People have a lot of questions about saturated fat! This often comes up with my clients because a lot of the dietary protocols that I use are very high in saturated fat. Additionally, make people with chronic illness will have very high cholesterol levels when they get a blood test. And dietary intake of saturated fat increases blood cholesterol levels and this is bad, right? Wrong- it is just what we have been told know for multiple generations.

To understand what is really going on, I’m going to talk about the role of saturated fat and cholesterol in the body and why it’s so important for the health and healing of the nervous system and the brain. So let’s talk about the true functions first, and then we’ll discuss the concerns directly.

Every cell in the body needs cholesterol to function. Every cell wall is made of cholesterol and a wonderful mix of fatty acids. Our cells cannot be healthy and they cannot be in integrity with cholesterol.
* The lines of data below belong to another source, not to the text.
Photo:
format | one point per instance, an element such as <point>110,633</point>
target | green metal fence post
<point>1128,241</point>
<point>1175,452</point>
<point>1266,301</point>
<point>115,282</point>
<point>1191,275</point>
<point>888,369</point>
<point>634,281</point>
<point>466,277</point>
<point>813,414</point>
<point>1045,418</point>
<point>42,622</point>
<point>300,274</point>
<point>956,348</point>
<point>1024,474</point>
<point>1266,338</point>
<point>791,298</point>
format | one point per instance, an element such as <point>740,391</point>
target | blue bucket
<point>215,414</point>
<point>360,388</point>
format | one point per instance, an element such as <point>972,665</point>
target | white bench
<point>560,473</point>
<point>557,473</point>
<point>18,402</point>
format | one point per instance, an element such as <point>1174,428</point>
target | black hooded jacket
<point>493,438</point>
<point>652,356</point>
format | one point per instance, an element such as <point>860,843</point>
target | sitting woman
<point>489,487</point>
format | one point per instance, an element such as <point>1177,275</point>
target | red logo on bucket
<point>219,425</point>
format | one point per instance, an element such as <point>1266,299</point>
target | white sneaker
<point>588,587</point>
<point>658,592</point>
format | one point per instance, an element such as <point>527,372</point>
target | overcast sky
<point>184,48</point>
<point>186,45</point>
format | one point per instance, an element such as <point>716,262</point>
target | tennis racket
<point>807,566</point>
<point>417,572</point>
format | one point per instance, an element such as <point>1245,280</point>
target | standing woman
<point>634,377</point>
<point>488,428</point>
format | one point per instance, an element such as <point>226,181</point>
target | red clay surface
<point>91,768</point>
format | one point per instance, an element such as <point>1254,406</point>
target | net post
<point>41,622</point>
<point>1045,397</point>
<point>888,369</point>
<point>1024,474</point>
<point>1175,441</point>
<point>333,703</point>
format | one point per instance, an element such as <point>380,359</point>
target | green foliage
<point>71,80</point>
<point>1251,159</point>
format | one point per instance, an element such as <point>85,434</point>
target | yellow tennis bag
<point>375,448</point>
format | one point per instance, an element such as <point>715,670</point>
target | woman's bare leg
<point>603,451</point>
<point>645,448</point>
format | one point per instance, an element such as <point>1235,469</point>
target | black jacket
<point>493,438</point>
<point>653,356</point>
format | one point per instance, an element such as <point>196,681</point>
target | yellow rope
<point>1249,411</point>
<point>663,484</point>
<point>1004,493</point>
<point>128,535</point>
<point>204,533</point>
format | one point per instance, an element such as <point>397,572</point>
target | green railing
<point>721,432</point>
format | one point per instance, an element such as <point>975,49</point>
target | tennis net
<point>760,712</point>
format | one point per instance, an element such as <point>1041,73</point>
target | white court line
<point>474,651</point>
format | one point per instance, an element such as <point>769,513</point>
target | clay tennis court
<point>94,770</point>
Additionaly, every nerve in our body is covered with a sheath of myelin which protects the nerves and gives it that good strong health and this myelin sheath is also made of fatty acids- a large part of which is cholesterol! And so physiologically speaking for our nerves to be healthy, we need a lot of cholesterol and fatty acids in our bodies. If we have damage in these areas to repair, we need a lot of that raw material to repair our nerves and tissues. Our brain contains a huge amount of cholesterol as well. About 25% of our brain is made of cholesterol. So if you are having issues with your brain function or nervous system, anything from neuropathy, to dysautonomia, to dementia, to depression, to learning issues, brain fog, to anxiety, to anger and irritability, to difficulty focusing- the list could go on and on.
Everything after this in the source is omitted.